Vor- und Nachname (ggf. nur Nachname)
Username (sollte so etwas wie die Login-ID darstellen, Nachname ist normal)
Internetkennwort (Achtung, ist bei der Vergabe in der Maske zunächst sichtbar, beim Speichern wird es allerdings unkenntlich gemacht).

Ich gehe davon aus, dass Du einen Domino Server mit laufendem HTTP-Task hast, dann sollte das wie oben beschrieben funktionieren.
Kleiner Tipp noch: die Anmeldung mit Browser-Dialog ist unverschlüsselt, auch die Daten schickt der Browser im Request-Header jedesmal unverschlüsselt mit. 
Besser ist es, mit der sogen. Session-Authentication zu arbeiten.
Diese stellt man im Serverkonfigurationsdokument (auch im DD des Servers, names.nsf) ein. Suche die Tabs "Internet Protokolle", "Domino Webserver" und dort unter "Session basierte Authentifizierung", gleich das erste Feld in dieser Teilmaske. Dort muss man "Single Server" wählen, wenn dies der einzigste Server sein soll, wo die Session-basierte Anmeldung genutzt werden soll. Bei mehreren Servern, auf denen man sich mit einer Anmeldung (Single Sign On, SSO) bewegen soll, muss man "Multi Server SSO" einstellen.

Hoffe, das hilft


----------



## nomis (22. März 2004)

*Danke*

Hallo, 

Vielen Dank! Das hilft mir erst mal weiter (und erspart mir viel Arbeit).


----------



## zeromancer (22. März 2004)

*NACHTRAG*

Da ich eben genau mit dieser Thematik Probleme hatte, hier noch ein heißer Tipp:
Gruppen werden bei "normaler" Authentifizierung nicht aufgelöst, d.h.

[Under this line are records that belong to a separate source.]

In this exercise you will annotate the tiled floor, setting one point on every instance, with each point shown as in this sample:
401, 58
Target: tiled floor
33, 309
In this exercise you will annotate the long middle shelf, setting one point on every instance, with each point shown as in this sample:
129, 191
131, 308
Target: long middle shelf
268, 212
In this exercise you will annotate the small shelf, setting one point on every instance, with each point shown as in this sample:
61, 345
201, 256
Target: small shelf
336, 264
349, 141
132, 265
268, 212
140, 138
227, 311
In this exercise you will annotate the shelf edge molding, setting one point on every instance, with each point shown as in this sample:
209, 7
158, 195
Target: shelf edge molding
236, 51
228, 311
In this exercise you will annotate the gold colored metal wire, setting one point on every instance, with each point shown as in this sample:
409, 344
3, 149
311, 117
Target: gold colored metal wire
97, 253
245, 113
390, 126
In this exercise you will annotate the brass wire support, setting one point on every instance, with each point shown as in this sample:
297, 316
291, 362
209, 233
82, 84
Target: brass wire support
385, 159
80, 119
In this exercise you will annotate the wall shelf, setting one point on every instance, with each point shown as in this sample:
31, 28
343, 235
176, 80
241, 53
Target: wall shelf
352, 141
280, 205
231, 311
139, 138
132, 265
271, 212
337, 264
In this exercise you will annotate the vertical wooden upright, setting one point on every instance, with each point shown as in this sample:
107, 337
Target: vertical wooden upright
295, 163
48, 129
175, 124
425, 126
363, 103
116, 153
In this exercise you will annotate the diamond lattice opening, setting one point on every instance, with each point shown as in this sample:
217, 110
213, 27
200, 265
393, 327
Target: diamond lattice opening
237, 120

- trotz eingeragener Gruppe in der ACL
- trotz eingetragenem User in der Gruppe

wird der Username nicht akzeptiert.
Abhilfe: mit Rollen arbeiten oder w.o. beschrieben mit Sessions arbeiten. Wenn ich mich nicht irre, dann werden damit Gruppen korrekt aufgelöst. Gerade bei Dokumenten mit READ/WRITE-ACCESS ist das unheimlich wichtig!

So long...


----------



## nomis (1. April 2004)

*das scheint zu funktionieren!*

Vielen Dank für die Tips!

Es scheint jetzt alles so zu laufen, wie ich mir das vorstelle.

Gruß,
nomis


----------



## zeromancer (1. April 2004)

Das freut mich!

Für  die Zukunft: die Admin-Hilfe ist auch in den meisten Fällen eine gute Quelle


----------